Following up with a prospective employer, whether it is after dropping off your résumé and job application or post-interview, is critical to successful job hunting.
Calling employers to check on the status of your application lets them know that you are serious about the opportunity and sets you apart from other candidates.
Regardless of what stage you are at when looking for a job, there are a few key things to keep in mind when calling an employer. If you have sent in a résumé or dropped off an application, verify the information you have for your contact, and ask what the best time is to call.
Think about why you are calling and what you are going to say before you make the call. This will help if you are nervous and will build your confidence. To get the point and avoid rambling, have talking points ready that include what position you are calling about, why you are calling, and how they can best reach you if they have questions.
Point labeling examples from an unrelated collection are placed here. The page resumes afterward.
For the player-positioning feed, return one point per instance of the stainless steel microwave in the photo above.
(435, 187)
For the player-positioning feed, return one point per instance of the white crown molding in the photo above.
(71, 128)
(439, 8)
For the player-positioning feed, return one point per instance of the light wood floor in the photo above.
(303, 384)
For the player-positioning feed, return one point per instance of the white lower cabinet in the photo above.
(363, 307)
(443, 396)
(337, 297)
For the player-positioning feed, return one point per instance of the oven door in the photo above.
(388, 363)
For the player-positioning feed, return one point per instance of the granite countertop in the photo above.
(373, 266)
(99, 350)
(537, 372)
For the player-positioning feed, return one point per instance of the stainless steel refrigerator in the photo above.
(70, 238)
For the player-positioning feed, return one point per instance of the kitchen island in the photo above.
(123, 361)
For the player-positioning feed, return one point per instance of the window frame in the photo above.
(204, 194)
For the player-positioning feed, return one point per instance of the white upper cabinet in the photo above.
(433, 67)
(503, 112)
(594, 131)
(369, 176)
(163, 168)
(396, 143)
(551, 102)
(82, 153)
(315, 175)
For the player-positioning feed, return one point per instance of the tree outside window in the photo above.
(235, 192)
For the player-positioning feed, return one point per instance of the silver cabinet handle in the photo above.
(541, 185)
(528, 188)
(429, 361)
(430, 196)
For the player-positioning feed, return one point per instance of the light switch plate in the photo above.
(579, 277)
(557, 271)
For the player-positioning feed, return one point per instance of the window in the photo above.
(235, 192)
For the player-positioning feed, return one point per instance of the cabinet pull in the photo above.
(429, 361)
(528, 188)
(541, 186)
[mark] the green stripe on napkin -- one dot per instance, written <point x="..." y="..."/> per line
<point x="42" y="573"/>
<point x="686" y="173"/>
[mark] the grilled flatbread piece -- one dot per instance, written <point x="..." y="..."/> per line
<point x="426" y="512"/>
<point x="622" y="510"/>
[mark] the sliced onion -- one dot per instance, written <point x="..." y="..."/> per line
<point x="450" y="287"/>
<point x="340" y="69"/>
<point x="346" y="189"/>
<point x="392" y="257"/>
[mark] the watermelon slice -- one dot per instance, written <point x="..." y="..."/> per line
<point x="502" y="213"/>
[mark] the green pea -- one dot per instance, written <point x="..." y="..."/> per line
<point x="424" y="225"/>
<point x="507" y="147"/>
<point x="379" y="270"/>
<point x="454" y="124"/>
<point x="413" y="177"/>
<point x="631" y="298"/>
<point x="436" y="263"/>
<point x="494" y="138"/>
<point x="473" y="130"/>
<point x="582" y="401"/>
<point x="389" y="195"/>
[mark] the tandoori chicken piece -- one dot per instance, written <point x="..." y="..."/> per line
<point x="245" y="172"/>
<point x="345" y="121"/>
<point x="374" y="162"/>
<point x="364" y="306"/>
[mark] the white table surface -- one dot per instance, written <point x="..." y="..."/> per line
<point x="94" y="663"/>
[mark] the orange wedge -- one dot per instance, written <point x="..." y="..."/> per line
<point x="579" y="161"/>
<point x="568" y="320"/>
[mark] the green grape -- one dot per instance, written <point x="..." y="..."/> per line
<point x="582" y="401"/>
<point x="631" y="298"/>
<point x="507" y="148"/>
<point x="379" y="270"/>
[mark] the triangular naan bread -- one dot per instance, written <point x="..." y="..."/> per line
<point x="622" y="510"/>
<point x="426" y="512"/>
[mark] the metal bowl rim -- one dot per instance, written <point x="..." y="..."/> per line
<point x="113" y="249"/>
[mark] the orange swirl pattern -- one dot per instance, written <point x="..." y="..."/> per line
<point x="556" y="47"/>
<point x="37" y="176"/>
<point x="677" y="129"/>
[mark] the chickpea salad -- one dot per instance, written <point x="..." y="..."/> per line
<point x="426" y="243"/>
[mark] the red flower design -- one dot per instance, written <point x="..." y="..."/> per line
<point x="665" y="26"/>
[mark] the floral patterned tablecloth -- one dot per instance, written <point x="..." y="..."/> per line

You want to gain positive attention from a prospective employer, so do not become overly aggressive by calling multiple times and leaving several messages. Avoid calling during busy times of the day, and try to call when you can speak to someone rather than leaving a voicemail.
Keep a log of your applications, contact information and follow-up phone calls. This will help you stay on task when applying for multiple jobs and will help you use your time most effectively.
After submitting an application or résumé, review the job posting for any specific directions for follow-up. Sometimes postings will note if the employer prefers phone calls or emails as follow-up. If you have not heard from the employer for one to two weeks, you can call to confirm that all your information has been received. You can also politely ask if interviews have been scheduled.
After an interview, send thank-you notes to the interviewer and-or interview panel within 24 hours thanking them for the interview and restate your qualifications and experience as related to the job. If you have not heard from the employer or hiring manager within three to five days, you can follow-up with a phone call. They will probably need a few days after the interviews to organize their paperwork.
When calling after the interview, refresh their memory of who you are, what job you interviewed for, and politely ask if the position has been filled. If a candidate has not been selected, you may ask if there is a specific date or timeline in which a decision will be made, and finish the phone call by expressing your gratitude for the interview and reiterate why your interest in the job.
You might call after an interview, and the employer has selected another candidate. If this is the case, thank them for the opportunity and add that you would be interested in any future opportunities with the company. You never know when another job will become available with the company, and you want to leave them with a good impression.